De heer Klein (Klein):

Een debat over mensen met een beperking moet je zorgvuldig doen. Daarom steun ik het voorstel.

De heer Krol (50PLUS):

Ik ben het eens met collega Voortman.

De voorzitter:

Mevrouw Van Ark, ik zie dat er een meerderheid is voor uw verzoek om het debat uit te stellen. Wij zullen daar in de planning na het reces rekening mee houden.

Mevrouw Dik-Faber (ChristenUnie):

Ik wil graag een punt van orde maken.
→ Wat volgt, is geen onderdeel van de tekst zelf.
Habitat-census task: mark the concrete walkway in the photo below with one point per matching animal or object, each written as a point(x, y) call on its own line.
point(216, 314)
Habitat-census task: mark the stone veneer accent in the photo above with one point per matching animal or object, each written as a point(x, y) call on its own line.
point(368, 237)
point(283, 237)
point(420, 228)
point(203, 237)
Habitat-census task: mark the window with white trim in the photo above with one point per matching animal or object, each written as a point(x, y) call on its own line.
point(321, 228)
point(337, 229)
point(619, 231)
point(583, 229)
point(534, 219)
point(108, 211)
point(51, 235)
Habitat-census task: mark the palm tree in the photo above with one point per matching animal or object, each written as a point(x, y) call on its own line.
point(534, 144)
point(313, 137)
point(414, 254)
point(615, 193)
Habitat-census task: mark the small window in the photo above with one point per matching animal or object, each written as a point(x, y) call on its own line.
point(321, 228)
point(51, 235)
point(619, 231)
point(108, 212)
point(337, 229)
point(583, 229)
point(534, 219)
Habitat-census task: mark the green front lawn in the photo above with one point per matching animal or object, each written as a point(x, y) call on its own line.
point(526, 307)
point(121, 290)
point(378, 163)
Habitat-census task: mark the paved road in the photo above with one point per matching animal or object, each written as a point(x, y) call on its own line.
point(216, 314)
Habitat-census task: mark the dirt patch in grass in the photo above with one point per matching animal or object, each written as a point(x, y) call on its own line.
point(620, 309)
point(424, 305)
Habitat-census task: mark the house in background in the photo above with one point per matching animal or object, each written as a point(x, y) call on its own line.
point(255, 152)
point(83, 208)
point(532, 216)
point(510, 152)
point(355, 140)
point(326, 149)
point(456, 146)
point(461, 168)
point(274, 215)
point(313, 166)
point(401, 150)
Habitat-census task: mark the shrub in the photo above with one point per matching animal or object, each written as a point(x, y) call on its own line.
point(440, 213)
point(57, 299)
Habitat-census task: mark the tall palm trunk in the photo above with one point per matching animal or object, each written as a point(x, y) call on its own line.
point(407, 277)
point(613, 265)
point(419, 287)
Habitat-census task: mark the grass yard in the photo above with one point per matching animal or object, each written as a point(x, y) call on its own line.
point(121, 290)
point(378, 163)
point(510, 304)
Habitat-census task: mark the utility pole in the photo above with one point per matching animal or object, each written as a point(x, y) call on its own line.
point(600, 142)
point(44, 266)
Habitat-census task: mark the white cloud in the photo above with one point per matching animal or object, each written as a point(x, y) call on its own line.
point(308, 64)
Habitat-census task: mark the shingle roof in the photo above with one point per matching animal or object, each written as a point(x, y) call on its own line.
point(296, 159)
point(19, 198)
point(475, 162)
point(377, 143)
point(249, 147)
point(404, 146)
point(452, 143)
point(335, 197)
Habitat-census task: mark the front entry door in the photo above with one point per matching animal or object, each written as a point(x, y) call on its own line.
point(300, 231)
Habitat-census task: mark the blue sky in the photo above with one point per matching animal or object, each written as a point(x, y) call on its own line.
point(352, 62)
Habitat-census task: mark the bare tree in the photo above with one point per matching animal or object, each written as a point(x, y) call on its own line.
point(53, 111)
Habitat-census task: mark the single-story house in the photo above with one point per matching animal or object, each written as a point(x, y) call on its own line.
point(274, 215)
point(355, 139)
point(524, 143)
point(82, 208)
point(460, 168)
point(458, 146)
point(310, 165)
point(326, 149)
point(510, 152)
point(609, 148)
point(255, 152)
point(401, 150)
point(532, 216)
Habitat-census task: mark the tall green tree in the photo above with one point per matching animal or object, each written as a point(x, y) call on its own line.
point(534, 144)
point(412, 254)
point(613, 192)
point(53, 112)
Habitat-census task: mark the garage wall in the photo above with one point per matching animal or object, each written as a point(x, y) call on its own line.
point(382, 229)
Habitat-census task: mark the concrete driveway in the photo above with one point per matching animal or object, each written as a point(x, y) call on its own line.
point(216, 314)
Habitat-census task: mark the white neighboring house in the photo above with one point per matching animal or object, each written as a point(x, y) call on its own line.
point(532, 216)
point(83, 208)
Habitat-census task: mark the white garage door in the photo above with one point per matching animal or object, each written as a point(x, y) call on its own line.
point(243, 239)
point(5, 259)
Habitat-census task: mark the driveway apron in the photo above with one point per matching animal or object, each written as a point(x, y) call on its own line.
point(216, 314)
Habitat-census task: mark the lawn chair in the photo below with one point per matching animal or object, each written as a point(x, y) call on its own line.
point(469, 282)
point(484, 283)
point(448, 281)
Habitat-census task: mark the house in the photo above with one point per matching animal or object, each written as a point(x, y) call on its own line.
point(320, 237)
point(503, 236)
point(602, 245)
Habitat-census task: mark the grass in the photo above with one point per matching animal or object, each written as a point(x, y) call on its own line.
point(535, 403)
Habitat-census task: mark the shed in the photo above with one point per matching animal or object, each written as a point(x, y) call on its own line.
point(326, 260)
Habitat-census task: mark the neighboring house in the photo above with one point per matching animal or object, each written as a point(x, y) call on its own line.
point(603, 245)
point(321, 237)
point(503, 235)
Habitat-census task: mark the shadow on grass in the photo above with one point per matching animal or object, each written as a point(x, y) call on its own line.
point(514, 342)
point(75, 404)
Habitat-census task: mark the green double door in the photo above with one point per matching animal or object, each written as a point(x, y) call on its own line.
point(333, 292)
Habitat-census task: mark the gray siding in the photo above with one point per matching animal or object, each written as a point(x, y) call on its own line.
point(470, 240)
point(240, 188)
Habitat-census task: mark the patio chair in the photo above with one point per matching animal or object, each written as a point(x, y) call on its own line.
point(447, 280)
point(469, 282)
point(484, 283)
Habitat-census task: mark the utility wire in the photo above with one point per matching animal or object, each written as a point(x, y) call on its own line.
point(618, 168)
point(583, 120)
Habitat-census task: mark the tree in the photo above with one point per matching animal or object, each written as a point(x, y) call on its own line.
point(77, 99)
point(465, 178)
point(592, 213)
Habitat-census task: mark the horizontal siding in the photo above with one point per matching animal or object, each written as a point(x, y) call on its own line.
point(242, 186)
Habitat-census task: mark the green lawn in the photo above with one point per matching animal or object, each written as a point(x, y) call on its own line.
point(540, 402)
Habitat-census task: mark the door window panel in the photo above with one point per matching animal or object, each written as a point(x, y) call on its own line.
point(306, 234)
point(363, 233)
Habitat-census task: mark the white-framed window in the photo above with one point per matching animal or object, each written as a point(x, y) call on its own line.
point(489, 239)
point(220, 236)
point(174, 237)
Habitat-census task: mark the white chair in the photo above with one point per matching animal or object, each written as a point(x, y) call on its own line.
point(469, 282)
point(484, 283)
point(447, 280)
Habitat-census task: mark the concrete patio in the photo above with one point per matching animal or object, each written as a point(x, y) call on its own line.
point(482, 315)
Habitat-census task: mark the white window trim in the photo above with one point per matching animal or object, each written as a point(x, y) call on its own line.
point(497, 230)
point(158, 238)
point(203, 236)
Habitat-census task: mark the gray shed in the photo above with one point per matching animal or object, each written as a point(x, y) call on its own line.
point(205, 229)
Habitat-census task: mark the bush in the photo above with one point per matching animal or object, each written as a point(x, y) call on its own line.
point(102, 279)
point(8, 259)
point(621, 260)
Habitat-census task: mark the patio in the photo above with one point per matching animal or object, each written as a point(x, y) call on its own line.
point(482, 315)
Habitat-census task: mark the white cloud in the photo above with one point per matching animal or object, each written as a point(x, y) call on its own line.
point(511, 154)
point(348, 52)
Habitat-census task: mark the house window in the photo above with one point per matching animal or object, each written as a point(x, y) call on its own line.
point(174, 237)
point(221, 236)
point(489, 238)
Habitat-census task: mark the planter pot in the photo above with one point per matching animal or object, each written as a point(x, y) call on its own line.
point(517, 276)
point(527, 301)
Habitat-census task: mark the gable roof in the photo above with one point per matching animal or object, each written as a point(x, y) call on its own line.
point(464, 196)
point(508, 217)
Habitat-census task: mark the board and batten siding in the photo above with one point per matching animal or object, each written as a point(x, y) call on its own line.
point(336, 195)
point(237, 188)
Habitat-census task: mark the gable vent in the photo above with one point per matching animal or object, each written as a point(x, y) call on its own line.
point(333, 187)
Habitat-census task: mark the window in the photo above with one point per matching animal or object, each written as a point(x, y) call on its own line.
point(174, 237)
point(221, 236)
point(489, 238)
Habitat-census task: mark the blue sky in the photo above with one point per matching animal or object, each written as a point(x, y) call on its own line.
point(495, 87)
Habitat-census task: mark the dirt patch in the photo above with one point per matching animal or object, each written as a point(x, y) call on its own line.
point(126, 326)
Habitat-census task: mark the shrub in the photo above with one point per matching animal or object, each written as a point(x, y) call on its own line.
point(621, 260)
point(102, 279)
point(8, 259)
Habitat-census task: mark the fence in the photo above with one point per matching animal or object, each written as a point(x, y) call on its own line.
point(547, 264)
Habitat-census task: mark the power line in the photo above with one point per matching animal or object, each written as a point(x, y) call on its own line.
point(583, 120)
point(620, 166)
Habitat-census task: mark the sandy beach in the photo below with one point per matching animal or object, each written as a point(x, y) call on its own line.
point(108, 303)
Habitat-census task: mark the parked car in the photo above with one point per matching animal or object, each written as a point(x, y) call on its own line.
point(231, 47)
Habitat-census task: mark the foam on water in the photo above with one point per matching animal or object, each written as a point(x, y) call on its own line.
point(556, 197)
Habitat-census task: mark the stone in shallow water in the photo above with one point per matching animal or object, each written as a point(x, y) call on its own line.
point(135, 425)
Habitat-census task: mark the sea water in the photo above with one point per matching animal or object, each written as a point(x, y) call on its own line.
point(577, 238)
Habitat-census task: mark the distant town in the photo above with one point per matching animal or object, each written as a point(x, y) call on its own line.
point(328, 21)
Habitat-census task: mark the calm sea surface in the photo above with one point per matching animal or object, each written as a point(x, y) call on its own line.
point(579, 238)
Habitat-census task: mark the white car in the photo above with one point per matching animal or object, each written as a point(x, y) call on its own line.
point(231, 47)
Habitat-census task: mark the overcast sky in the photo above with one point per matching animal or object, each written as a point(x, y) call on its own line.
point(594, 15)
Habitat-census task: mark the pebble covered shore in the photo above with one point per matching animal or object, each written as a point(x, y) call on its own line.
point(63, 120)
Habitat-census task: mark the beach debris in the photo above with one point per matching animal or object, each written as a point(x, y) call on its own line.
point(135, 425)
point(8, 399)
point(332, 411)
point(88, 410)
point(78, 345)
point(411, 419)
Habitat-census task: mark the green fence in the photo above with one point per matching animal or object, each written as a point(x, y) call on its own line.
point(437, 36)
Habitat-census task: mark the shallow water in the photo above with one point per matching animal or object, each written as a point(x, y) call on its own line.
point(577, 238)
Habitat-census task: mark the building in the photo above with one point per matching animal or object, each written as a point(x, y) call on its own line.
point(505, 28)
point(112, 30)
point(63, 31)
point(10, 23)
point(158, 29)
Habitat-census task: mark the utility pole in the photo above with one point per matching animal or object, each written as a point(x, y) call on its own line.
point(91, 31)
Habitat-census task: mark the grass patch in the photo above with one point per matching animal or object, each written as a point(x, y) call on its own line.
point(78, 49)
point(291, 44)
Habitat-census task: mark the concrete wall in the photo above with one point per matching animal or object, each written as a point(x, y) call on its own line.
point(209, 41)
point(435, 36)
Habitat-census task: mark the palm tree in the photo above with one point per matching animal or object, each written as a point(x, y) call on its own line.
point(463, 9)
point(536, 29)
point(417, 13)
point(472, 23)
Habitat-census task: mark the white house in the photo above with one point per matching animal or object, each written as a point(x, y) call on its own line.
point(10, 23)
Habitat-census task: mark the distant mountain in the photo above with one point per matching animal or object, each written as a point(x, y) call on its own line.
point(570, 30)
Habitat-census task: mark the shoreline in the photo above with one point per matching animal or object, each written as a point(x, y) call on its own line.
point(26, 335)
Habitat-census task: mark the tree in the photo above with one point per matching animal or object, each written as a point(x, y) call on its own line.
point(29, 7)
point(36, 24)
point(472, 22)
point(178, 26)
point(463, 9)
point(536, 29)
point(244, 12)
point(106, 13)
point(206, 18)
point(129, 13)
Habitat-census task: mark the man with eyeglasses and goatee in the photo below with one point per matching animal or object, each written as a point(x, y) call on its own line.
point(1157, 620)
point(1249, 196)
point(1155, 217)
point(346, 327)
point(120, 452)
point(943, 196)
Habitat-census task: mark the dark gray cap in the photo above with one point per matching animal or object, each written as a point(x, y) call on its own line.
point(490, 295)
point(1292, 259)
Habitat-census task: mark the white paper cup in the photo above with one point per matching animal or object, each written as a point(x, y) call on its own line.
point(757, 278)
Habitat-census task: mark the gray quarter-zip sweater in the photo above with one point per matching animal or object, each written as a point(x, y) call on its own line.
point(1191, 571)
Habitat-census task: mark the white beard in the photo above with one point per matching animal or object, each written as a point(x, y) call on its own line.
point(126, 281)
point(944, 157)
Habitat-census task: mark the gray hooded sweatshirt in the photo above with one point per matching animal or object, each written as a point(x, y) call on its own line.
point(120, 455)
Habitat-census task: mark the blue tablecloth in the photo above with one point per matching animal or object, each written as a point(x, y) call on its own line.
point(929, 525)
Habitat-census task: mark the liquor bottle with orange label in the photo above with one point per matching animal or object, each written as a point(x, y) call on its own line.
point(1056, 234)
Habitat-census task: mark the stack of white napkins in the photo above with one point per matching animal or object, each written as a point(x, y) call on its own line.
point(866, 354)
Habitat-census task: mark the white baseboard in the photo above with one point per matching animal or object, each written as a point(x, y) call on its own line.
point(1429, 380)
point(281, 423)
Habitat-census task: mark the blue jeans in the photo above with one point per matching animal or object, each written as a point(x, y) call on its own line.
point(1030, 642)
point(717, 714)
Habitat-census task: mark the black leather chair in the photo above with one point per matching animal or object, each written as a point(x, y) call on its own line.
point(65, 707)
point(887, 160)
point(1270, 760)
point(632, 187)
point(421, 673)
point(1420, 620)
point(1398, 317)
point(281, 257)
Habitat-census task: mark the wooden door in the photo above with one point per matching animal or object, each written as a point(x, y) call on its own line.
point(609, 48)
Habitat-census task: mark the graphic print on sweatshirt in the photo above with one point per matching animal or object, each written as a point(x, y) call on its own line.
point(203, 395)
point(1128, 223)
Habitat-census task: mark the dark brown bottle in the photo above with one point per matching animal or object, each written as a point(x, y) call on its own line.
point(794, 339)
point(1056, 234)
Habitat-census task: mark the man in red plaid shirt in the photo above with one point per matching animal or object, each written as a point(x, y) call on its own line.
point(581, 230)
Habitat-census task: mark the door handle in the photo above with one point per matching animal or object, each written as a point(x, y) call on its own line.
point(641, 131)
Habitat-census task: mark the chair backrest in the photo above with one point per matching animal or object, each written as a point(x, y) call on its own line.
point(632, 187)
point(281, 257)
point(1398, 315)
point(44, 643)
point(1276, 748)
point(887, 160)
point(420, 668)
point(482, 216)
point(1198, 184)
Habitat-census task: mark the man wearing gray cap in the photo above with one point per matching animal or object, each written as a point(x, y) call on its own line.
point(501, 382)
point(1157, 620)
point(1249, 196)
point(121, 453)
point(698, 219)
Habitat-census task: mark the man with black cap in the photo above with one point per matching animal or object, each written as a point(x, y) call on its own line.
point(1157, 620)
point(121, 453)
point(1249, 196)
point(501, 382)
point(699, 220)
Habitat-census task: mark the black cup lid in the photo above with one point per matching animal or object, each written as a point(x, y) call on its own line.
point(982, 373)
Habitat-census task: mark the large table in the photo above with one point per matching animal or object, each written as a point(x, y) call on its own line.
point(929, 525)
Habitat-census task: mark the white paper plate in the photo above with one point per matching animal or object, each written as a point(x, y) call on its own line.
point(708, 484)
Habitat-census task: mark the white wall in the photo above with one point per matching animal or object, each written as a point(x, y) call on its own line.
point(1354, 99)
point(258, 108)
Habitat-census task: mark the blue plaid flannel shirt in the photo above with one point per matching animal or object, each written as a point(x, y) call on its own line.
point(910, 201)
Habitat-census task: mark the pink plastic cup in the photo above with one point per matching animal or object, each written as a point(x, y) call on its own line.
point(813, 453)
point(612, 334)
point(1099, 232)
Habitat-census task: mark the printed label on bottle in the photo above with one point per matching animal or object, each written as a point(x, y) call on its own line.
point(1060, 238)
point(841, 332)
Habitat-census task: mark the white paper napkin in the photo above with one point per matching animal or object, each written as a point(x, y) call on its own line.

Nu een meerderheid van de Kamer hiertoe heeft besloten, zou ik het heel chic vinden als er een gebaar komt vanuit de Tweede Kamer voor de kosten voor vervoer en tolken die zijn gemaakt voor morgenmiddag en die niet meer geannuleerd kunnen worden.

De voorzitter:

Nee. Dat verzoek gaan wij hier niet bij de regeling van werkzaamheden regelen. Ik denk dat het goed is dat jullie daar als commissie met elkaar over in gesprek gaan.

De vergadering wordt van 16.59 uur tot 18.01 uur geschorst.